市町村合併の協議、譲り合いも必要と強調(4月19日・月)

 みんなで創ろう新しい大曲・市民の会(小林誠一会長)主催の「栗林つぐみさんを囲む会」が18日、大曲市のエンパイヤホテルであった。昨年10月の市長選で初当選した栗林次美市長の就任半年を迎えての支持者らの激励会。昨年11月の衆院選で初当選した御法川信英代議士の母・憲子さん、小松隆明西仙北町長、渡部英治、佐々木長秀両県議ら来賓をはじめ約250人が集まった。

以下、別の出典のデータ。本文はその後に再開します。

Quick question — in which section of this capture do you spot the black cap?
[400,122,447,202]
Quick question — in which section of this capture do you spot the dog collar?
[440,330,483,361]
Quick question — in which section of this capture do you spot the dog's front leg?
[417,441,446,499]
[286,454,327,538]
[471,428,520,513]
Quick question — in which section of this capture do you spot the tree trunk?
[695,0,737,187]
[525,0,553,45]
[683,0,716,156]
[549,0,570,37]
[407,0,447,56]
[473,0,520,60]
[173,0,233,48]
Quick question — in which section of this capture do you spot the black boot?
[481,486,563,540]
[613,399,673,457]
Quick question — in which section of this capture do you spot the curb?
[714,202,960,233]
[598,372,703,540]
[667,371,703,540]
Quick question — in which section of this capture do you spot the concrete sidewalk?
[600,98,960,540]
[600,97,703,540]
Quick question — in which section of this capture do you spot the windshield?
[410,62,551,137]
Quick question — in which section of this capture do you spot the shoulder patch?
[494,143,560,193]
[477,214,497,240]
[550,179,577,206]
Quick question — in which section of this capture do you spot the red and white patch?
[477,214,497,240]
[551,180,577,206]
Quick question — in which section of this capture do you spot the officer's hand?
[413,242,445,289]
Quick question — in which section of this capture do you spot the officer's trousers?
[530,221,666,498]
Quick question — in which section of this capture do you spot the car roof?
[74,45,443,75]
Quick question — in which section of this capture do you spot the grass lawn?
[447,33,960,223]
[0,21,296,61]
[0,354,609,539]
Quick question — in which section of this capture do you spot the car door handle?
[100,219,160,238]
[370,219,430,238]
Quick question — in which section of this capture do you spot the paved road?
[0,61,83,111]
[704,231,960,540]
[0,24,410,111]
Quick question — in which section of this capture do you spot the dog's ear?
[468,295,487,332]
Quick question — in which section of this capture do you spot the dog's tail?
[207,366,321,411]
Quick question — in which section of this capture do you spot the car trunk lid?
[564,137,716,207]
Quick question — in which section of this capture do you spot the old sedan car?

 小林会長は「栗林さんは市長就任以来、この半年間、公約を果たすため真剣に考え、行動し、その成果を着々と上げている。これも市職員、市議会、市民一人ひとりの力添えのおかげだ。同時に市町村合併の協議会議長としても頑張っている。合併は市町村間の価値観の多様性、考え方の違いもあって難儀しているが、今日はその問題も含めて語り合って信頼、友情関係を深めてもらいたい」と訴えた。

 小松町長は「栗林市長は市町村合併の会長として気を遣い、斟酌しながら来年3月22日の合併を目指してのまとめ役として難儀している。議員の在任特例適用を反対する署名運動を合併協議会で退けたとの批判があるが、栗林さんは決してこの悩ましい問題を退けたのではなかった」とカバーし、「大仙市」誕生のための協議会が円満に進められるよう支持を求めた。

 栗林市長は「就任以来、皆さんにはいろいろ心配かけているが、本人は結構、一生懸命やっている。ストレスがたまり、張りつめた状態だが、むしろ緊張感があっていい」と心境を述べた。そして「市長としての仕事を通じて市職員との新しい信頼関係も生まれた。女房役である助役は議会との折り合いが付かず諦め、総務部長を中心に残された短い任期をやってみることにした」と決意を表明。そして04年度予算編成では「国から来るべき補助が切られ厳しい予算編成だったが、可能な限りの財政調整基金を取り崩し、この地域の経済が少しでも向上するよう新しい事業を盛り込んだ」と学校、福祉、高齢者に重点を置いた予算編成だったと報告。さらにJR大曲駅を中心に東西を結ぶ都市計画事業は「大曲の顔づくり」だとして「財政的裏付けを取って、しっかりとやらなければならない」と決意を述べた。

 また市町村合併にも触れ「まちが大きくなれば、中心部から離れた農村部はその恩典を受ける事はないと心配する声がある。残された任期は1年しかないが、公民館、支所を使って地域の問題は自分たちで考え、課題を見つけ、行政と一緒になって地域づくりをしていくという仕組みがこれからの自治のあり方だと思う。そうした仕組み、方向性を合併後の新しい市に結びつけたい」と訴えた。同時に「意見の一致するところを見つけるため、これからも手さぐり状態で話し合いを進めなければならず時には我慢し、譲り合わなければまとまらないものもある。議員の在任特例の適用も各市町村長、議会も悩んだり苦しみながら真剣に議論している。不満もあると思うが協議会を通じてしっかりと話し合って、合併して良かったと思われるよう頑張りたい」と強調した。